添付文書情報2022年05月改定(第4版)
商品情報
- 禁忌
- 本剤の成分に対し重篤な過敏症の既往歴を有する患者〔11.1.1参照〕。
- 効能・効果
- 片頭痛発作の発症抑制。
(効能又は効果に関連する注意)
5.1. 十分な診察を実施し、前兆のある又は前兆のない片頭痛の発作が月に複数回以上発現している、又は慢性片頭痛であることを確認した上で本剤の適用を考慮すること。
5.2. 最新のガイドライン等を参考に、非薬物療法、片頭痛発作の急性期治療等を適切に行っても日常生活に支障をきたしている患者にのみ投与すること。
- 用法・用量
- 通常、成人にはガルカネズマブ(遺伝子組換え)として初回に240mgを皮下投与し、以降は1ヵ月間隔で120mgを皮下投与する。
(用法及び用量に関連する注意)
本剤投与中は症状の経過を十分に観察し、本剤投与開始後3ヵ月を目安に治療上の有益性を評価して症状の改善が認められない場合には、本剤の投与中止を考慮すること。またその後も定期的に投与継続の要否について検討し、頭痛発作発現の消失・軽減等により日常生活に支障をきたさなくなった場合には、本剤の投与中止を考慮すること〔17.1.5参照〕。
- 特定の背景を有する患者に関する注意
- 8.1. 本剤は、片頭痛の治療に関する十分な知識及び経験を有する医師のもとで使用
すること。
8.2. 本剤は発現した頭痛発作を緩解する薬剤ではないので、本剤投与中に頭痛発作が発現した場合には必要に応じて頭痛発作治療薬を頓用させること。投与前にこのことを患者に十分に説明しておくこと。
8.3. 本剤の自己投与にあたっては、次の点に留意すること。
・ 本剤の投与開始にあたっては、医療施設において、必ず医師によるか、医師の直接の監督のもとで投与を行うこと。
・ 自己投与の適用については、その妥当性を慎重に検討し、十分な教育訓練を実施したのち、本剤投与による危険性と対処法について患者が理解し、患者自ら確実に投与できることを確認した上で、医師の管理指導のもとで実施すること。

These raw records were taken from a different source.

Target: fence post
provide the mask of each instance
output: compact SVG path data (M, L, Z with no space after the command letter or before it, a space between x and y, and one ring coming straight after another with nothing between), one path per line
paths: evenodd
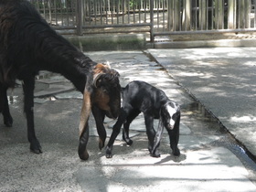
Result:
M208 6L207 6L207 1L199 1L199 28L201 30L205 30L207 29L207 14L208 14L208 10L207 10Z
M222 0L215 1L216 29L222 29L224 23L224 7Z
M82 35L82 2L83 0L77 0L77 34L78 36Z
M168 16L167 16L167 25L168 25L168 29L169 30L173 30L174 27L174 5L173 5L173 0L168 0L168 4L167 4L167 13L168 13Z
M182 29L189 30L191 24L191 1L183 2Z
M236 0L229 0L228 2L228 28L234 29L236 27Z
M174 0L174 31L181 30L180 0Z
M154 0L150 0L150 41L154 42Z

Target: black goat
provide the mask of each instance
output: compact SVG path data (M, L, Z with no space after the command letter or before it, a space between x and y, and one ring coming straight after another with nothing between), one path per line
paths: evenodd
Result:
M157 151L163 128L168 132L170 146L175 155L179 155L177 148L179 140L180 107L168 99L165 93L152 85L135 80L130 82L123 91L123 107L106 148L106 157L112 157L112 144L123 123L123 139L131 145L129 138L130 123L141 113L144 113L146 133L149 140L148 150L152 156L159 157ZM154 129L154 119L159 119L158 129Z
M105 115L117 118L120 111L119 74L108 66L97 64L68 40L58 35L26 0L0 0L0 112L10 127L6 90L14 88L16 79L23 81L25 113L30 150L42 153L34 130L35 76L39 70L59 73L83 93L80 124L79 155L89 157L88 118L91 111L100 136L99 147L104 145Z

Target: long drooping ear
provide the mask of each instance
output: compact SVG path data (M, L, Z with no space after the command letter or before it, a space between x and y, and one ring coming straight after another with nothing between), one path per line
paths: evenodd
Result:
M99 80L101 80L101 77L103 75L103 73L99 73L97 75L95 75L95 77L93 78L93 87L97 88L97 83Z

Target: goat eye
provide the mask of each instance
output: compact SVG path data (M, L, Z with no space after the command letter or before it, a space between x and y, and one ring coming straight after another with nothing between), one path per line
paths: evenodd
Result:
M101 90L102 92L107 92L107 90L104 89L104 88L101 88Z

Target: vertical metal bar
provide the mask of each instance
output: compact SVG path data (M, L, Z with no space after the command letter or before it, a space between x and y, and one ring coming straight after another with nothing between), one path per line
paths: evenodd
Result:
M96 0L93 0L93 15L94 15L94 25L96 25L97 23L97 2Z
M253 8L254 8L254 28L256 28L256 3L255 0L253 0Z
M55 25L58 26L58 18L57 18L57 4L56 0L54 0L54 14L55 14Z
M198 3L197 1L196 0L196 7L195 7L195 13L196 13L196 30L197 30L198 28Z
M165 0L162 0L162 2L163 2L163 31L164 31L165 28Z
M150 41L154 42L154 0L150 0Z
M130 24L130 16L130 16L130 1L129 0L127 1L127 4L128 4L127 5L127 6L128 6L128 16L128 16L128 24Z
M102 3L103 1L100 1L100 20L101 20L101 25L102 25Z
M114 0L112 0L112 8L111 8L111 12L112 12L112 25L113 25L113 10L114 10Z
M60 8L60 17L61 17L61 26L64 26L64 17L63 17L63 10L62 10L62 3L61 1L59 2L59 8Z
M206 30L208 30L208 1L207 1L206 6Z
M124 16L125 16L125 13L124 13L124 0L122 0L122 12L123 12L123 24L124 24Z

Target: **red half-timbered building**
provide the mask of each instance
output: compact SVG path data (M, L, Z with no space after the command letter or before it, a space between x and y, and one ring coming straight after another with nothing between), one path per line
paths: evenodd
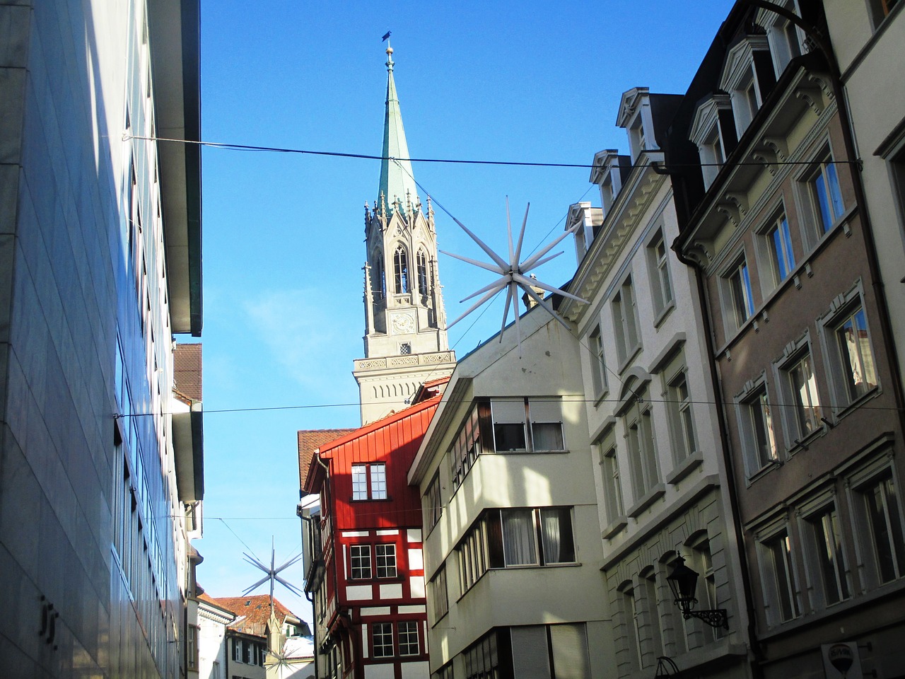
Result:
M305 589L322 677L429 674L421 499L406 473L438 390L307 452L302 493L319 494L320 511L307 531Z

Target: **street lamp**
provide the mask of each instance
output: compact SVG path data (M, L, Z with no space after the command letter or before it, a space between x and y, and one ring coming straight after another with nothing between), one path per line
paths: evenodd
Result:
M698 574L685 565L685 559L679 557L672 572L666 577L670 589L675 597L676 606L681 611L682 617L688 620L697 617L711 627L729 628L729 614L725 608L710 608L692 610L698 599L694 598L694 590L698 586Z

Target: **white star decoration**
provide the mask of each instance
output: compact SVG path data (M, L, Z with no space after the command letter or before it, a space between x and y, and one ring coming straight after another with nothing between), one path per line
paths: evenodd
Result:
M458 323L463 318L468 316L468 314L470 314L475 309L477 309L485 301L493 297L497 292L500 292L505 288L506 307L505 309L503 309L503 322L500 328L500 341L502 341L503 330L506 328L506 320L509 319L510 305L512 305L513 311L515 313L516 337L518 338L518 342L519 342L519 356L521 356L521 330L519 327L519 288L521 288L523 291L525 291L525 292L531 299L533 299L540 306L542 306L545 310L547 310L547 312L549 313L557 320L558 320L563 325L563 327L566 328L566 330L567 330L569 332L572 331L572 329L569 328L568 325L566 324L566 321L563 320L557 314L557 312L553 311L553 307L550 306L550 304L545 299L540 297L534 291L534 287L541 288L542 290L546 290L548 292L556 292L557 294L560 294L563 297L568 297L570 299L584 302L585 304L588 303L586 300L583 300L581 297L576 297L576 295L567 292L564 290L560 290L559 288L554 287L553 285L548 285L547 283L543 283L535 278L529 278L529 276L527 275L528 273L530 272L532 269L536 269L541 264L544 264L549 262L550 260L554 259L555 257L558 257L560 254L562 254L562 252L560 251L558 253L556 253L555 254L551 254L548 257L544 256L547 254L547 253L552 250L557 245L557 244L558 244L563 238L569 235L570 234L575 233L575 229L577 226L577 225L576 225L575 227L565 231L557 238L554 239L552 243L541 248L541 250L538 253L532 255L524 262L519 262L519 259L521 258L521 244L525 238L525 225L528 224L528 210L531 204L529 203L528 207L525 208L525 219L522 220L521 223L521 231L519 234L519 244L513 249L512 221L510 218L509 197L507 196L506 198L506 226L509 232L509 245L510 245L509 262L506 262L502 257L500 257L499 254L491 250L491 248L488 247L480 238L478 238L478 236L476 236L471 231L469 231L468 227L465 226L465 225L463 225L455 217L452 217L453 221L462 227L462 231L464 231L472 237L472 241L478 244L478 245L481 247L481 250L487 253L490 258L493 260L493 263L488 263L486 262L479 262L478 260L473 260L469 257L462 257L459 254L453 254L452 253L447 253L441 250L441 252L443 254L448 254L451 257L455 257L456 259L462 260L462 262L466 262L470 264L474 264L475 266L479 266L481 269L487 269L487 271L491 271L493 272L494 273L500 274L500 278L498 278L496 281L485 285L481 290L472 292L468 297L462 300L462 301L465 301L467 300L471 300L472 298L477 297L478 295L483 293L483 296L480 300L478 300L474 304L472 304L467 311L462 314L452 323L449 323L446 326L447 330L449 330L453 325Z
M243 595L247 595L249 592L251 592L253 589L256 589L258 587L260 587L261 585L263 585L268 580L271 581L271 606L273 606L273 584L275 582L279 582L281 585L282 585L284 588L286 588L287 589L289 589L291 592L292 592L292 594L294 594L296 596L300 596L301 594L301 590L300 590L299 588L297 588L295 585L293 585L293 584L291 584L290 582L287 582L282 578L281 578L280 575L279 575L279 573L280 573L281 570L284 570L284 569L288 569L293 563L295 563L300 559L301 559L301 554L299 554L297 556L292 557L291 559L289 559L288 561L286 561L286 563L284 563L282 566L281 566L279 568L274 568L274 566L273 566L275 552L274 552L274 550L273 550L272 547L271 547L271 567L270 568L267 568L267 566L265 566L261 561L259 561L257 559L255 559L254 557L252 557L252 556L251 556L249 554L244 554L243 553L243 556L245 557L245 560L248 561L250 564L252 564L252 566L256 566L257 568L261 569L265 573L267 573L267 575L265 575L263 578L262 578L260 580L258 580L253 585L252 585L250 588L248 588L245 591L243 591Z

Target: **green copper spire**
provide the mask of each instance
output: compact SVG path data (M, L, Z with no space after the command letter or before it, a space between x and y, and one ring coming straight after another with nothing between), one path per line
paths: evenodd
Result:
M380 163L380 196L386 201L391 212L399 198L405 205L410 199L412 205L418 204L418 190L414 184L412 164L408 161L408 144L405 143L405 129L402 126L402 111L395 93L393 80L393 48L386 46L386 115L384 118L384 160ZM400 158L398 162L386 158ZM403 160L402 158L405 158Z

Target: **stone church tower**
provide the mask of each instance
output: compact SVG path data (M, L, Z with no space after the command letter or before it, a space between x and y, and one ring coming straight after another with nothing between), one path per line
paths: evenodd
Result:
M365 358L355 361L361 423L404 408L425 382L455 368L437 271L430 199L418 197L386 48L386 113L380 186L365 206ZM401 158L401 159L396 159Z

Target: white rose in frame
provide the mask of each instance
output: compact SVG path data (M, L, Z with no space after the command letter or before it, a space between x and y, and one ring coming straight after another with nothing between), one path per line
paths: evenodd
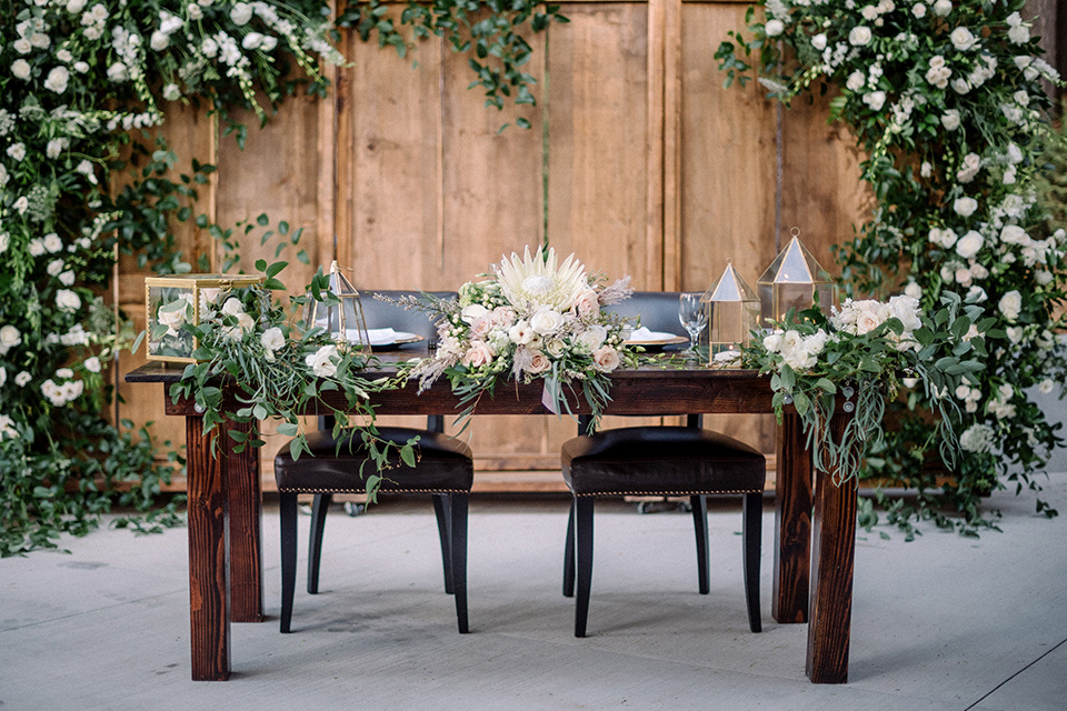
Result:
M551 309L540 309L530 317L530 328L540 336L555 333L564 326L564 314Z
M969 218L978 209L978 201L974 198L956 198L953 210L961 218Z
M985 240L983 239L981 234L975 230L971 230L959 238L959 241L956 242L956 253L964 259L970 259L981 250L984 244Z
M854 27L848 33L848 43L852 47L865 47L870 42L870 28L862 24Z

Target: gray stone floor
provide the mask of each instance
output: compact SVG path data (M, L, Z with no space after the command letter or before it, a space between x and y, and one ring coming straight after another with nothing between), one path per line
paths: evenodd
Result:
M860 531L849 682L832 687L805 678L806 625L770 618L769 501L762 633L746 623L738 504L712 507L712 589L699 595L691 519L609 502L581 640L560 594L565 500L472 503L468 635L420 501L331 514L322 593L300 589L301 568L281 635L268 505L272 617L233 625L227 683L189 680L186 532L101 530L63 540L69 554L0 560L0 708L1063 710L1067 474L1045 498L1065 515L995 494L1004 532L979 539Z

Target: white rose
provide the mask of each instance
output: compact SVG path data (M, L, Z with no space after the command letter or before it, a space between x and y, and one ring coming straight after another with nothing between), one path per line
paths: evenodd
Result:
M230 20L232 20L233 24L237 24L238 27L248 24L248 21L251 19L252 8L245 2L238 2L233 6L233 9L230 10Z
M230 297L222 304L222 313L223 316L240 316L245 313L245 304L241 303L240 299Z
M604 339L608 337L608 329L602 326L590 326L588 329L578 334L578 342L589 349L589 351L595 351L601 346L604 346Z
M981 250L984 244L985 240L981 238L981 234L971 230L956 242L956 253L964 259L970 259Z
M862 24L854 27L852 31L848 33L848 43L852 47L864 47L870 42L870 28Z
M241 47L248 50L258 48L263 43L263 36L259 32L249 32L245 36L245 39L241 40Z
M336 346L323 346L303 360L308 364L308 368L311 369L311 372L316 374L316 377L332 378L337 374L337 364L335 364L332 361L332 358L336 354Z
M286 344L286 337L281 332L281 329L275 326L263 331L263 334L259 337L259 342L263 344L263 348L273 353Z
M948 39L951 40L953 47L961 52L966 52L978 42L978 39L966 27L958 27L953 30Z
M81 297L70 289L60 289L56 292L56 307L60 311L77 311L81 308Z
M24 59L17 59L11 62L11 73L16 79L27 80L30 78L30 62Z
M619 352L610 346L601 346L592 352L592 362L597 370L609 373L619 367Z
M56 93L63 93L67 91L67 82L69 80L70 72L67 71L66 67L53 67L51 71L48 72L48 79L44 80L44 88Z
M541 309L530 317L530 328L540 336L555 333L564 324L564 314L551 309Z
M978 209L978 201L974 198L956 198L953 203L953 210L961 218L969 218Z

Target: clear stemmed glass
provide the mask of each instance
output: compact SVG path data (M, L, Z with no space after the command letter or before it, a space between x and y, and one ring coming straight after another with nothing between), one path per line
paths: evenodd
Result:
M690 356L697 352L697 339L708 326L708 312L700 303L700 297L704 294L684 293L678 297L678 320L689 332L689 348L686 350Z

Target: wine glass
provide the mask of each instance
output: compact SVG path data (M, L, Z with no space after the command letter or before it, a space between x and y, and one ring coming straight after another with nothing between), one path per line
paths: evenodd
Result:
M689 332L689 348L686 349L686 352L690 356L697 352L697 339L700 337L700 331L708 326L708 312L700 303L700 297L702 296L695 292L682 293L678 297L678 320Z

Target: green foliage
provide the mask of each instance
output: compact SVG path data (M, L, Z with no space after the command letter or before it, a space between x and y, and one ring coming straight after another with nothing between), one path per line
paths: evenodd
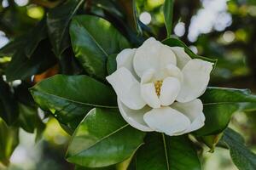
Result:
M51 9L47 16L48 32L55 55L60 58L70 46L68 37L69 22L84 0L68 0Z
M187 134L146 134L130 127L106 82L106 76L116 70L117 54L137 48L149 37L164 39L170 47L184 48L192 59L214 63L217 73L211 83L217 86L220 80L238 75L247 76L240 81L243 86L230 84L244 87L248 77L256 77L256 29L248 24L255 23L252 0L229 1L232 26L218 32L213 26L212 33L195 42L189 41L188 34L189 22L201 6L199 1L45 0L30 1L25 7L8 2L8 7L3 7L2 1L0 4L0 30L10 39L0 49L0 162L5 165L19 143L19 128L37 133L40 139L45 125L39 107L44 117L53 115L72 135L67 160L77 170L201 169L195 150L196 144L201 151L201 143L191 142ZM31 7L40 7L43 18L32 19ZM144 11L152 16L149 26L139 20L139 12ZM177 39L172 31L179 21L185 22L185 32ZM227 33L233 33L234 40L227 42ZM16 85L15 80L21 83ZM211 151L218 146L229 148L239 169L255 169L255 154L227 127L234 113L255 111L256 96L243 89L208 88L201 99L205 126L192 134Z
M129 48L127 40L107 20L80 15L73 19L70 36L76 57L86 72L105 80L108 55Z
M170 37L166 38L162 42L164 44L168 45L170 47L181 47L183 48L185 52L192 58L192 59L201 59L203 60L207 60L212 63L214 63L214 66L217 64L217 60L211 60L209 58L199 56L195 54L184 42L180 41L179 39Z
M67 152L70 162L88 167L116 164L143 144L144 133L131 127L117 110L91 110L73 134Z
M248 90L208 88L201 100L206 125L195 132L198 136L218 134L228 126L235 112L256 109L256 96Z
M174 0L165 0L163 6L167 37L171 37L172 29L173 1Z
M148 133L136 154L134 170L201 169L194 146L187 136Z
M227 128L222 141L230 148L231 158L240 170L253 170L256 167L256 154L244 144L244 139L236 132Z
M15 128L9 127L0 118L0 162L8 165L9 158L19 144L19 131Z
M115 107L116 95L105 84L87 76L57 75L32 88L35 102L73 131L93 107Z
M0 116L7 124L14 124L18 118L18 105L11 89L2 77L0 77Z

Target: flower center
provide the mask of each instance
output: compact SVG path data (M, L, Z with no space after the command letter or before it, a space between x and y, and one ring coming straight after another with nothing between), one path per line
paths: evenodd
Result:
M157 96L159 97L160 94L161 87L163 85L163 81L162 80L155 81L154 82L154 84L155 93L156 93Z

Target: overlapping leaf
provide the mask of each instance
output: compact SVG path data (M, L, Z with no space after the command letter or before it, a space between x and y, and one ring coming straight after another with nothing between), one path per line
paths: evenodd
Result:
M67 160L88 167L113 165L130 157L143 137L144 133L129 126L118 110L96 108L74 132Z
M195 132L199 136L221 133L236 111L256 110L256 96L248 90L208 88L201 99L204 104L206 122Z
M149 133L135 159L132 170L201 170L196 151L187 136Z
M114 92L87 76L57 75L38 83L31 93L42 109L51 111L71 130L93 107L116 105Z
M0 162L8 166L9 157L19 143L18 128L8 127L0 117Z
M58 58L70 45L68 37L69 23L84 1L68 0L48 13L48 32L53 50Z
M222 141L230 148L231 158L240 170L254 170L256 168L256 154L244 144L243 138L230 128L224 132Z
M18 105L8 83L0 76L0 117L8 125L14 124L19 116Z
M84 69L105 80L107 58L128 48L127 40L107 20L91 15L73 18L70 26L72 45Z
M163 8L167 37L170 37L172 29L173 0L165 0Z
M184 48L185 52L192 58L192 59L201 59L203 60L207 60L216 65L217 60L211 60L209 58L202 57L195 54L184 42L180 41L179 39L170 37L162 42L164 44L168 45L170 47L182 47Z

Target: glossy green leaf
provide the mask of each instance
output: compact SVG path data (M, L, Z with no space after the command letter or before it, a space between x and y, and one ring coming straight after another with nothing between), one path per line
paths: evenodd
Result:
M167 37L171 37L172 29L173 1L174 0L165 0L163 6Z
M8 127L0 117L0 162L8 166L9 157L19 143L17 128Z
M222 141L230 148L231 158L240 170L254 170L256 168L256 154L244 144L243 138L230 128L224 132Z
M105 80L107 58L128 48L127 40L108 21L91 15L79 15L70 26L76 57L90 75Z
M107 70L108 75L111 75L116 71L116 66L117 66L116 56L117 54L112 54L108 57Z
M217 60L212 60L209 58L199 56L195 54L184 42L180 41L179 39L169 37L167 39L165 39L162 42L164 44L168 45L170 47L182 47L184 48L185 52L192 58L192 59L201 59L203 60L207 60L212 63L214 63L214 66L217 63Z
M48 32L54 53L59 58L69 46L69 23L84 2L84 0L68 0L48 13Z
M37 107L31 107L19 103L19 125L28 133L34 133L35 129L44 129L44 124L42 122ZM40 129L41 130L41 129Z
M198 136L218 134L226 128L235 112L256 110L256 96L244 89L208 88L201 99L206 122L195 131Z
M28 53L28 52L27 52ZM42 41L30 58L26 52L18 50L5 70L8 81L25 80L29 76L41 73L55 63L54 54L47 41Z
M131 158L132 158L132 156L131 156ZM104 167L85 167L77 165L75 167L75 170L127 170L127 167L131 162L131 158L128 158L127 160L120 163Z
M31 93L42 109L73 130L93 107L117 105L111 88L87 76L56 75L35 85Z
M134 170L201 170L195 150L187 136L148 133L136 154Z
M136 0L118 0L116 3L119 5L121 11L124 11L125 15L125 22L129 26L129 29L142 34L142 28L139 25L139 16L137 8Z
M18 105L10 87L0 76L0 117L8 125L15 123L19 116Z
M209 152L213 153L216 145L218 144L219 139L222 138L223 133L218 134L212 134L208 136L202 136L200 138L209 148Z
M113 165L130 157L144 134L129 126L118 110L96 108L74 132L67 160L88 167Z
M12 56L15 53L24 53L30 58L38 43L47 37L46 22L43 19L34 28L25 35L15 38L0 49L0 56Z

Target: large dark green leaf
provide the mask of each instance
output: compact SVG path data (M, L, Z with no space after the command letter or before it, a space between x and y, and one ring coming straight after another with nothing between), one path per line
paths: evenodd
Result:
M195 54L184 42L180 41L179 39L169 37L162 42L164 44L166 44L170 47L182 47L184 48L185 52L192 58L192 59L201 59L203 60L207 60L216 65L217 60L211 60L209 58L199 56Z
M49 44L48 41L44 40L30 58L27 58L24 50L17 50L15 53L5 70L6 77L8 81L24 80L34 74L44 71L55 63L55 59Z
M236 111L256 110L256 96L249 90L208 88L201 99L204 104L206 124L195 132L199 136L221 133Z
M114 72L116 71L116 66L117 66L116 56L117 56L117 54L111 54L108 57L107 71L108 71L108 75L111 75L113 72Z
M0 76L0 117L7 124L14 124L19 116L18 105L15 101L11 89L2 76Z
M240 170L256 169L256 154L244 144L243 138L230 128L224 132L222 141L230 148L231 158Z
M116 105L114 92L87 76L57 75L38 83L31 93L42 109L73 130L93 107Z
M96 108L74 132L67 160L88 167L113 165L129 158L143 137L144 133L129 126L118 110Z
M172 29L173 1L174 0L165 0L164 3L164 16L167 37L171 37Z
M25 105L19 103L19 125L28 133L34 133L35 129L43 131L44 124L42 122L38 114L38 108ZM40 135L40 134L38 134Z
M201 170L195 150L187 136L152 133L136 154L133 170Z
M105 80L109 54L128 48L127 40L108 21L91 15L79 15L70 26L72 45L84 70Z
M12 56L15 53L24 53L27 58L30 58L38 43L46 37L46 22L44 19L27 33L2 48L0 56Z
M48 31L53 50L57 57L60 57L69 46L69 22L84 1L68 0L48 13Z
M19 143L17 128L8 127L0 117L0 162L9 164L9 159Z
M139 25L136 0L118 0L116 3L120 6L119 8L121 8L125 14L126 24L129 25L133 31L137 31L138 34L142 34L143 32Z

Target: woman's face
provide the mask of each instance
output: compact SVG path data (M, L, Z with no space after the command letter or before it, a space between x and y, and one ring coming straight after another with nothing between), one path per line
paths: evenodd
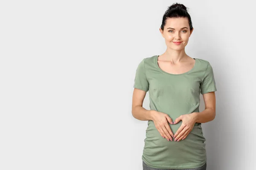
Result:
M175 50L184 49L194 28L190 31L187 18L169 18L166 20L164 30L160 28L168 48ZM175 43L174 42L181 42Z

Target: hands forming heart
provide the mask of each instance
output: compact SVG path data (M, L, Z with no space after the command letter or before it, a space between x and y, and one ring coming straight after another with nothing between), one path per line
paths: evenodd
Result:
M156 110L152 111L152 120L156 128L161 136L168 141L172 141L172 137L174 138L175 141L178 142L184 139L192 130L195 123L195 115L193 114L193 113L181 115L173 123L172 119L168 114ZM181 120L182 121L181 125L173 135L168 122L171 124L175 125Z

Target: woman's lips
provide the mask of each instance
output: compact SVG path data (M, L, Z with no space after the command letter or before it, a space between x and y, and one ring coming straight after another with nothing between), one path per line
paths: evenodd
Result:
M182 42L173 42L173 43L174 43L175 44L176 44L176 45L178 45L179 44L180 44Z

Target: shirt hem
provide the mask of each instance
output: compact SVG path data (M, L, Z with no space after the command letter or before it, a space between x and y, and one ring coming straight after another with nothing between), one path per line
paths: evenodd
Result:
M207 160L205 160L204 162L202 162L200 164L198 164L196 165L180 165L180 166L166 166L166 165L159 165L159 164L153 164L151 163L148 162L148 161L146 161L145 159L143 156L142 156L142 160L149 167L157 169L193 169L193 168L198 168L204 166L204 164L207 162Z

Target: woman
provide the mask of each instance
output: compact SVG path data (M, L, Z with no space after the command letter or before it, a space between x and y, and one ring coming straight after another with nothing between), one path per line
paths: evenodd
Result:
M201 124L215 117L217 89L212 68L207 61L191 58L185 52L193 28L184 5L169 8L160 30L167 49L142 60L134 86L132 115L148 120L143 170L206 170ZM148 91L150 110L142 107ZM199 112L200 93L205 109Z

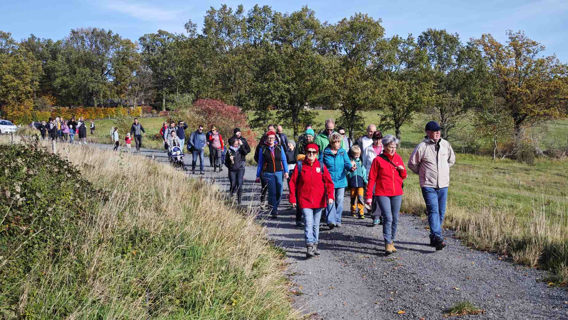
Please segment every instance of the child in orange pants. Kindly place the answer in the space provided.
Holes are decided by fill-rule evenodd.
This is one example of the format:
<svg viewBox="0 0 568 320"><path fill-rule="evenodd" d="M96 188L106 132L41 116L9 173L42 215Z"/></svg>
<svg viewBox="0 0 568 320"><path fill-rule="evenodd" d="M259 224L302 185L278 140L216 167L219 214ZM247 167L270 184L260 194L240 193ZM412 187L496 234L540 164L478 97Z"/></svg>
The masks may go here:
<svg viewBox="0 0 568 320"><path fill-rule="evenodd" d="M349 153L351 164L357 164L357 170L353 172L347 172L347 180L349 181L351 196L351 215L353 217L358 216L359 219L364 219L365 201L363 199L363 192L365 185L367 184L367 171L361 163L361 148L358 146L352 147Z"/></svg>

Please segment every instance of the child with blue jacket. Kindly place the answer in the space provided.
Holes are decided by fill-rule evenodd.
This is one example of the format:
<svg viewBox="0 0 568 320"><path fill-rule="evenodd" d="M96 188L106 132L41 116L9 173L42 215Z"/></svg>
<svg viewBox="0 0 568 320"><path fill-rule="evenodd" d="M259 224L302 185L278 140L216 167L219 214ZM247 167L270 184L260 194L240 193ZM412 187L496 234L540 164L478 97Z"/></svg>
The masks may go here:
<svg viewBox="0 0 568 320"><path fill-rule="evenodd" d="M359 219L365 219L364 209L365 201L364 188L367 184L367 170L361 161L361 148L353 146L349 149L349 159L352 164L357 164L357 169L353 172L347 171L347 181L349 184L351 196L351 215ZM358 215L357 213L358 213Z"/></svg>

・ 自己投与適用後、本剤による副作用が疑われる場合や自己投与の継続が困難な状況となる可能性がある場合には、直ちに自己投与を中止させ、医師の管理下で慎重に観察するなど適切な処置を行うこと〔11.副作用の項参照〕。
・ 自己投与を適用する場合は、使用済みのシリンジを再使用しないように患者に注意を促し、安全な廃棄方法について指導を徹底すること。
- 副作用
- 次の副作用があらわれることがあるので、観察を十分に行い、異常が認められた場合には投与を中止するなど適切な処置を行うこと〔8.3参照〕。
- 重大な副作用
- 11.1. 重大な副作用
11.1.1. 重篤な過敏症反応(頻度不明):アナフィラキシー、血管浮腫、蕁麻疹等があらわれることがあるので、異常が認められた場合には投与を直ちに中止し、適切な処置を行うこと(重篤な過敏症反応は本剤投与数日後においてもあらわれることがあり、また反応が長引くことがある)〔2.禁忌の項参照〕。
- 11.2. その他の副作用
1). 感覚器:(1%未満)回転性めまい。
2). 消化器:(1%未満)便秘。
3). 注射部位:(1%以上)注射部位疼痛(10.1%)、注射部位反応(紅斑、そう痒感、内出血、腫脹等)(14.9%)。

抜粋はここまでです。